Workarounds, comments, suggestions or thoughts most appreciated.

../sasuke

 

[Andreas Leitgeb]

I am on a windows box [XP SP2]; the session dump when having DOT as
the delimiter is:
Starting java.util.Scanner test ***
Enter something:<RETURN>
You didn't enter a number <- no user interaction
Enter something:<RETURN>
You didn't enter a number <- no user interaction
Enter something: You didn't enter a number <- no user interaction

***

This is what really strikes me as odd.
First time you hit <Return> the result is different from second
time. Perhaps you typed other keys that you didn't think would
become input to the app, but do?

Along with the string "You didn't enter a number", also write
out the value of: java.util.Arrays.toString(next().getBytes())
(and remove the old separate call to next(), of course).

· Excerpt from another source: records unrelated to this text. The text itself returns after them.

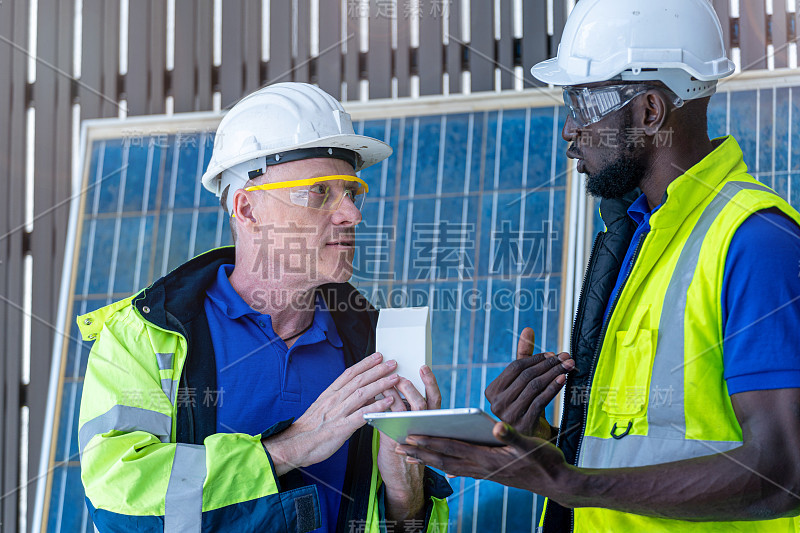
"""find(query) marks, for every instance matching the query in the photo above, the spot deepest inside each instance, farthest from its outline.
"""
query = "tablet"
(468, 424)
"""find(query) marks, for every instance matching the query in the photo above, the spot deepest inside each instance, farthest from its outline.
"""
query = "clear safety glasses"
(589, 105)
(325, 193)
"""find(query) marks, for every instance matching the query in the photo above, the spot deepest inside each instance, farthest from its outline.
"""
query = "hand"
(404, 481)
(522, 391)
(526, 463)
(335, 415)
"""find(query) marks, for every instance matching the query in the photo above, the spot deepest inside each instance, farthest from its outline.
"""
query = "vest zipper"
(597, 353)
(578, 316)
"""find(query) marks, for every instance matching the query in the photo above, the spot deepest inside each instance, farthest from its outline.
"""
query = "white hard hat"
(280, 123)
(677, 42)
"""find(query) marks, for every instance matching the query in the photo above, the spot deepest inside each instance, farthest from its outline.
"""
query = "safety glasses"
(589, 105)
(325, 193)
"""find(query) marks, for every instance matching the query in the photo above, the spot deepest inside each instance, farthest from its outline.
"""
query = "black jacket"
(605, 261)
(176, 303)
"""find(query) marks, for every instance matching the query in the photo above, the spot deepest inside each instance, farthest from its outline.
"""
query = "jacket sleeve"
(136, 478)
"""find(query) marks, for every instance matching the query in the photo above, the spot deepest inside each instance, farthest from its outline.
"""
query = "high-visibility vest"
(658, 393)
(137, 477)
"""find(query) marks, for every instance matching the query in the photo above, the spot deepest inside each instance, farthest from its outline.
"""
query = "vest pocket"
(629, 388)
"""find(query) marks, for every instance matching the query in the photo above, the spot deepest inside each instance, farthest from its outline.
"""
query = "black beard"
(616, 179)
(622, 175)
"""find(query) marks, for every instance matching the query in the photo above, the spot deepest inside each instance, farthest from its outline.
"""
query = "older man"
(274, 332)
(682, 405)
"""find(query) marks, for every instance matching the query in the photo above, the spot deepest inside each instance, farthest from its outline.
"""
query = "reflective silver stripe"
(165, 360)
(125, 418)
(666, 439)
(638, 450)
(183, 505)
(169, 388)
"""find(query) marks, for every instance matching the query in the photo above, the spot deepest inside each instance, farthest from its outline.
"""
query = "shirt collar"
(225, 297)
(640, 211)
(324, 320)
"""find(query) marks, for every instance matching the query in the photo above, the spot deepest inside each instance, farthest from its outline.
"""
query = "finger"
(449, 464)
(433, 396)
(536, 377)
(541, 390)
(397, 403)
(361, 396)
(369, 376)
(358, 368)
(510, 374)
(356, 420)
(510, 437)
(415, 399)
(525, 346)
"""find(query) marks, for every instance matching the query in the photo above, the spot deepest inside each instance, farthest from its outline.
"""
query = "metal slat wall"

I guess I am finally beginning to understand the limitations of a
"delimiter" based approach used by the Scanner class since even after
setting the delimiter to NEWLINE,

The magic here is, whether you allow repeated newlines by the pattern,
or just one. If your delimiter was "\\n+" , then each search for
delimiters consumes as many newlines as it gets. This does not seem
to be what you're after.

If you use exactly "\\r?\\n|\\r" (no plusses or asterisks) as delimiter,
then the Scanner *should* work remarkably like BufferedReader's readLine();
If it still does not, I'd like to see the byte-dump of each token.

Workarounds, comments, suggestions or thoughts most appreciated.

If your goal is just reading whole lines, and you want Scanner, then
you can also have a look at Scanner.nextLine().
You can also create a Scanner on a String, so you could use a
BufferedReader to read a line, and then pass the line string to
a new Scanner, and ask that if it hasNextInt() ...
This is however much less flexible than a plain Scanner.

Most of the times it is very convenient that the Scanner may read
multiple lines to find a token. E.g. if you have the data in a
file and the file contains an empty line every block of ten data
lines.... The Scanner with default delimitor will just read over
the empty lines without any complaint and without returning
possibly unwanted empty tokens for empty lines.